DNS, ELBs, ANAMEs, and TTLs, Oh My!
We had an issue this morning with Dead Man’s Snitch. We have Pingdom monitoring for basic uptime (among other tools) and it started reporting intermittent downtime from certain regions of the world, which we couldn’t reproduce. Mistake #1 We assumed this was a network connectivity error, or something on Pingdom’s side, as everything looked good from our end.
We got one report from a user (thanks Mike!) that simply asked:
Why does deadmanssnitch.com redirect to here.com right now?
Our first stop whenever there’s a DNS issue is to look at OpenDNS’s fantastic Cache Check tool to see what records are being reported around the world.
Although it is correct in this picture, when we first checked it listed completely different IP addresses in a handful of places around the world.

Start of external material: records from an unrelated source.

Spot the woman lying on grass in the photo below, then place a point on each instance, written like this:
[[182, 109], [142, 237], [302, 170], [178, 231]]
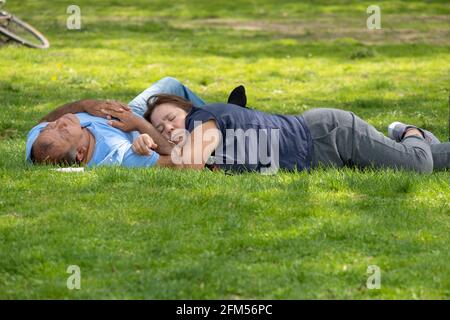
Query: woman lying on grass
[[232, 137]]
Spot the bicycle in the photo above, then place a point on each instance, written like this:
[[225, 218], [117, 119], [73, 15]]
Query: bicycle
[[14, 29]]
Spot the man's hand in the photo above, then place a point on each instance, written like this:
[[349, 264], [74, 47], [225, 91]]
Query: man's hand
[[127, 121], [95, 107], [143, 145]]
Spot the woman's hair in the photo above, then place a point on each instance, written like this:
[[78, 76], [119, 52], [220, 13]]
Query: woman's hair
[[162, 98]]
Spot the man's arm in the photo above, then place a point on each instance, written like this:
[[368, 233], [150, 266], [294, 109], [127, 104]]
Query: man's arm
[[90, 106]]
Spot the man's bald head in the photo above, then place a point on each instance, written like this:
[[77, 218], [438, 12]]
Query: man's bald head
[[60, 142]]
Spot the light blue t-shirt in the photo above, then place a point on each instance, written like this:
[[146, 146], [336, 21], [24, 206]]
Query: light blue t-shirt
[[112, 146]]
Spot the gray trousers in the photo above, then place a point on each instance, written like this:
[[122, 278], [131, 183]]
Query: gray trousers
[[341, 138]]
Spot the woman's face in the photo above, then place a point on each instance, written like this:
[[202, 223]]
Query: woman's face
[[166, 118]]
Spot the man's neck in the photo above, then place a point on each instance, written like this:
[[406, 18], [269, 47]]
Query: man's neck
[[89, 143]]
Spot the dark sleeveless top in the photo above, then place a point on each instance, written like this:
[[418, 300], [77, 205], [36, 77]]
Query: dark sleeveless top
[[255, 141]]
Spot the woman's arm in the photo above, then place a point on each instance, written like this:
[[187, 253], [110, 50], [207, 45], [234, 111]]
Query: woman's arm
[[200, 144], [90, 106], [128, 121]]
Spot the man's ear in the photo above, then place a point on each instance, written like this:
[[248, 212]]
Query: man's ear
[[238, 97], [81, 153]]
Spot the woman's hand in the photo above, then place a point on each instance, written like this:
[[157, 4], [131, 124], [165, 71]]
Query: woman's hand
[[124, 120], [143, 145]]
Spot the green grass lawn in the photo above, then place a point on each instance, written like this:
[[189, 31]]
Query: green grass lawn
[[157, 233]]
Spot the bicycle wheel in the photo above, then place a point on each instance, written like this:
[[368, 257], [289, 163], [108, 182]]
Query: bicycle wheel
[[21, 32]]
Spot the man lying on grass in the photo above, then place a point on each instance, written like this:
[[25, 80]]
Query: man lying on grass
[[327, 137]]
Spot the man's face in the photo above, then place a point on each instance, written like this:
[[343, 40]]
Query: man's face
[[63, 136]]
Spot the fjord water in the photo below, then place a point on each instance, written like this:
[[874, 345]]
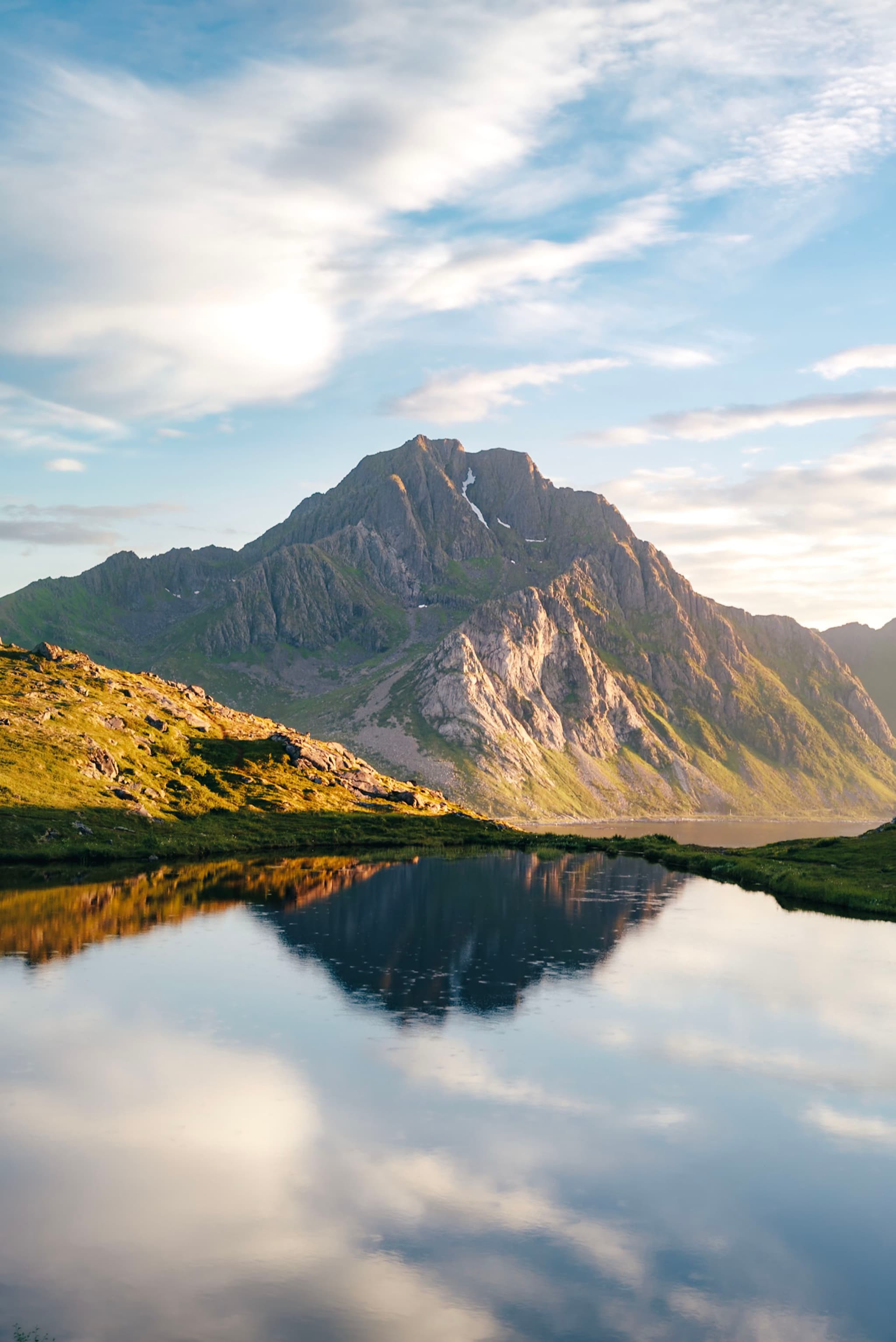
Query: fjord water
[[493, 1098]]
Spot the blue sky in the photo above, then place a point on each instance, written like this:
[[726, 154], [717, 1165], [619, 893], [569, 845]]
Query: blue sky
[[651, 243]]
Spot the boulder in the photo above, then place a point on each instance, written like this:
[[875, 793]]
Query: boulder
[[104, 763]]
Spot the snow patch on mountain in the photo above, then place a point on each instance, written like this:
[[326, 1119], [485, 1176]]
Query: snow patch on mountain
[[471, 479]]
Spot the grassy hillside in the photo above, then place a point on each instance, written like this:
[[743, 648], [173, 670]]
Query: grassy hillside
[[97, 764], [856, 874], [872, 655]]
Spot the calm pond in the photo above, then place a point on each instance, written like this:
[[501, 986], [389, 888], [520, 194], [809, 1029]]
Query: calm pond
[[494, 1098]]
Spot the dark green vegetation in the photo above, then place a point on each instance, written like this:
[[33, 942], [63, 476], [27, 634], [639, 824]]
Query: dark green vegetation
[[872, 655], [545, 662], [856, 874]]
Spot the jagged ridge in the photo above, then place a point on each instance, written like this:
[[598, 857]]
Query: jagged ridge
[[529, 650]]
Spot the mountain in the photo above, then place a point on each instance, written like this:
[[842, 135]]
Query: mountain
[[96, 763], [871, 654], [459, 616]]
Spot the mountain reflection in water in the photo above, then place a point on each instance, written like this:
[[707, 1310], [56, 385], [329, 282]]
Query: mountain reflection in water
[[490, 1100], [472, 934], [416, 937]]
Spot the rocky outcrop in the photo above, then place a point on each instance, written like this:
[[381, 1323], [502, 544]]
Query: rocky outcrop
[[872, 655], [476, 623]]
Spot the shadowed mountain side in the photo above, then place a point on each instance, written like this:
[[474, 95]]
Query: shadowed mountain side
[[872, 655], [459, 619], [432, 937]]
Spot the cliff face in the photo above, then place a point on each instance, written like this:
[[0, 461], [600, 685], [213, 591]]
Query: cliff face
[[871, 654], [458, 615]]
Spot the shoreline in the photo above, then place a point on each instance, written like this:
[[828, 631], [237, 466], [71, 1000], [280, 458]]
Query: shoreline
[[851, 874]]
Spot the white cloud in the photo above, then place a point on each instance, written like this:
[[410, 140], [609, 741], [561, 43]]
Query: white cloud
[[714, 425], [462, 281], [459, 398], [676, 357], [852, 1128], [65, 463], [70, 524], [840, 131], [208, 246], [33, 425], [182, 250], [852, 360], [815, 541]]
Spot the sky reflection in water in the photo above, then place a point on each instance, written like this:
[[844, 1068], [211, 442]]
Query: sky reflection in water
[[494, 1098]]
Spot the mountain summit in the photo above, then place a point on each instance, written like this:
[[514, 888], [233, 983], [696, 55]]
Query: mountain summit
[[458, 615]]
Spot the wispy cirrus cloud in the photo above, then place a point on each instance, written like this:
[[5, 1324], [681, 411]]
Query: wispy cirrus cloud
[[70, 525], [33, 425], [461, 398], [65, 463], [183, 249], [465, 280], [815, 540], [855, 360], [852, 1128], [709, 426]]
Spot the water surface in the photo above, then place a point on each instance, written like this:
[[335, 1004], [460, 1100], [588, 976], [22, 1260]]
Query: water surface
[[494, 1098], [715, 834]]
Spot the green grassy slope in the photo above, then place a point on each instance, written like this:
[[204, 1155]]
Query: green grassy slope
[[97, 764]]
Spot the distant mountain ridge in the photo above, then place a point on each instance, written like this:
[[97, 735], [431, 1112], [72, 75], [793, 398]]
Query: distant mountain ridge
[[515, 643], [871, 654]]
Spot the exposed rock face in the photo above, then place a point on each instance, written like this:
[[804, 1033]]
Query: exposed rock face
[[483, 625], [872, 655]]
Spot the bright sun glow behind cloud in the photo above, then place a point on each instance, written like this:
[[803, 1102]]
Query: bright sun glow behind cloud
[[569, 211]]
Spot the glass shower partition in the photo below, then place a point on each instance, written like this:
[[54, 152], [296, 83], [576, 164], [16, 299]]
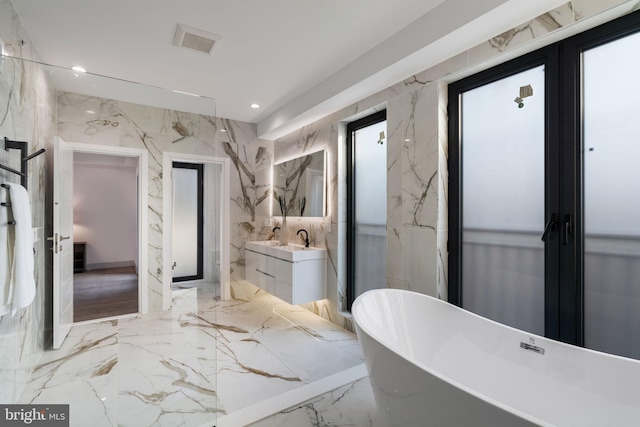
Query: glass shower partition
[[161, 362]]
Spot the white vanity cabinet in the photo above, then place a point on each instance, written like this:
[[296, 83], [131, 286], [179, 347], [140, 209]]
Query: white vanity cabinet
[[293, 273]]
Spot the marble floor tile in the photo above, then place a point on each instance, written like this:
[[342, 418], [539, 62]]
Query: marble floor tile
[[202, 359], [350, 405]]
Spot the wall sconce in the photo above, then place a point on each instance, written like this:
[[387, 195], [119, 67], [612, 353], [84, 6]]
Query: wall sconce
[[525, 91]]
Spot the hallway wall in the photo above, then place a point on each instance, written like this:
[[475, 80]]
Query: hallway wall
[[27, 105]]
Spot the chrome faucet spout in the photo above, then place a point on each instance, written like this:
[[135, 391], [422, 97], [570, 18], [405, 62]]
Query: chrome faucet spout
[[306, 237], [274, 232]]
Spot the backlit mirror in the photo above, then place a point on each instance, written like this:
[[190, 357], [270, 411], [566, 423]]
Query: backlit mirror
[[300, 184]]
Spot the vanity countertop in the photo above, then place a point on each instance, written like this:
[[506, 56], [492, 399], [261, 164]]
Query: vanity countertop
[[290, 252]]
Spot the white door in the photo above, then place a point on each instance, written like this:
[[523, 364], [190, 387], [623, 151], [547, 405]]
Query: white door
[[62, 241]]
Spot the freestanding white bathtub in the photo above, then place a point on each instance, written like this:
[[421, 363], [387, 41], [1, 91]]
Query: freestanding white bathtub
[[431, 363]]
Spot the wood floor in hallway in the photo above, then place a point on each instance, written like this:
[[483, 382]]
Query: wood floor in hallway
[[104, 293]]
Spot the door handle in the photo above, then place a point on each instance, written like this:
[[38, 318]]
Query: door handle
[[54, 239], [566, 229], [552, 225]]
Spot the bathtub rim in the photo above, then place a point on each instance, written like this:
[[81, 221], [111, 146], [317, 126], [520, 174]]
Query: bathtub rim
[[489, 400]]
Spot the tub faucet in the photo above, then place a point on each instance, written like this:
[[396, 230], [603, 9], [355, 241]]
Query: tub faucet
[[306, 237]]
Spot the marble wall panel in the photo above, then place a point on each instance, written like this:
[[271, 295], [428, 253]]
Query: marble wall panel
[[159, 130], [417, 156], [27, 106]]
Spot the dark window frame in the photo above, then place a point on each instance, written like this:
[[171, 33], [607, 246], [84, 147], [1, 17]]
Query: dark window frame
[[352, 127], [199, 168], [564, 287]]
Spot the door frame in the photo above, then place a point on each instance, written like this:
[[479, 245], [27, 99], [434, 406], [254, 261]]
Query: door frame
[[351, 128], [199, 168], [167, 221], [143, 248]]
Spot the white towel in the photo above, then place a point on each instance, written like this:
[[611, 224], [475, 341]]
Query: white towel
[[5, 255], [22, 280]]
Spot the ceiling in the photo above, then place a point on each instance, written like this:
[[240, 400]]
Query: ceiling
[[298, 59]]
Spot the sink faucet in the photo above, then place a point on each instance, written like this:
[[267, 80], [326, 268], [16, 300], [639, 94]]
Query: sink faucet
[[306, 237]]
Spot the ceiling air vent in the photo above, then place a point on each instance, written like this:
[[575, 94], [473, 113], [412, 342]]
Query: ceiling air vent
[[195, 39]]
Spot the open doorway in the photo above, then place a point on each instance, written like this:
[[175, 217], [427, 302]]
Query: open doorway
[[196, 225], [105, 235]]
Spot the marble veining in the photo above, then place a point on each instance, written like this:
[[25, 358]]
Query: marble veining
[[202, 359]]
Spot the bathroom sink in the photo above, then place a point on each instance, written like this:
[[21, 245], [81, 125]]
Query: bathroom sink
[[290, 252]]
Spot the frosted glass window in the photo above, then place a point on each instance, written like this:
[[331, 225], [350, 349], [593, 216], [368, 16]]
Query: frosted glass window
[[185, 222], [503, 177], [370, 208], [611, 152]]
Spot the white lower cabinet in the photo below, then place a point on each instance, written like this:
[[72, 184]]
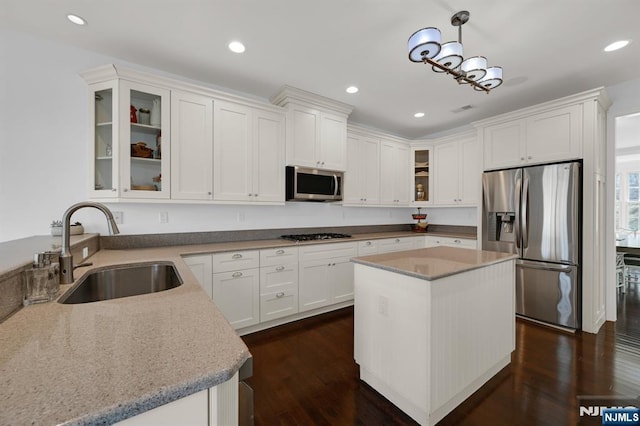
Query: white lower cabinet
[[236, 286], [217, 406], [201, 266], [389, 245], [278, 283], [451, 242], [326, 275]]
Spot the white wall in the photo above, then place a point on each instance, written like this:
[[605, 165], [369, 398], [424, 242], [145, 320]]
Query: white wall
[[43, 159], [626, 100]]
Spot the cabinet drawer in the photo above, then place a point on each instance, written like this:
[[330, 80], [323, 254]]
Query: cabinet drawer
[[235, 260], [328, 251], [366, 248], [274, 278], [278, 256], [396, 244], [279, 304]]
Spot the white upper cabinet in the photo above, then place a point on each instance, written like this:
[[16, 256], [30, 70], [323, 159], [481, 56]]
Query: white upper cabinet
[[192, 153], [554, 135], [422, 181], [129, 127], [248, 159], [362, 179], [316, 129], [457, 172], [394, 174]]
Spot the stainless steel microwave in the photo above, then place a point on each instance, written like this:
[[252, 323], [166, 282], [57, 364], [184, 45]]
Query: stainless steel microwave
[[305, 184]]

Uh oh, that’s not good! At the bottom of that page, there’s a button to “Refresh the Cache”. This is fantastic when you have a DNS problem, so we immediately clicked it to get them all reporting the same IPs.
Now we have to figure out how it got that way.
At that point, we jumped back into Pingdom and looked deeper into the errors.
Because we use the “naked domain” deadmanssnitch.com (which I typically would recommend against, but that’s another post) we have to do some magic to get to the Elastic Load Balancers (ELBs) that actually power the application. For that, we use an ANAME record at DNS Made Easy. This allows us to point
elb035092-1670947580.us-east-1.elb.amazonaws.com, which points to 3 IP addresses.
Using an ANAME is a bit of a hack to get around the fact that Heroku and ELB don’t have static IPs we can point to. It effectively goes up the DNS chain to find out what IPs are in-use, and then reports them when someone does a DNS lookup for
deadmanssnitch.com. With a CNAME you can set the Time to Live (TTL) to be nice and long. Mistake #2 we set a long TTL for our ANAME.
Sometime last night, the IP addresses changed for our ELBs to a new set of three. This is common, and not usually a problem. However, because our ANAME was caching the IPs for too long, it wasn’t seeing the change right away.
Our solution was to change the TTL for our ANAME to under 1 hour. Amazon’s Elastic IPs (which ELB uses) will fortunately route traffic to the correct server for at least 1 hour after a change. Our TTL was originally much longer than that, now it is 30 minutes.
The moral of the story? Don’t make assumptions with TTLs, and always read error messages. You may be surprised at what’s actually happening!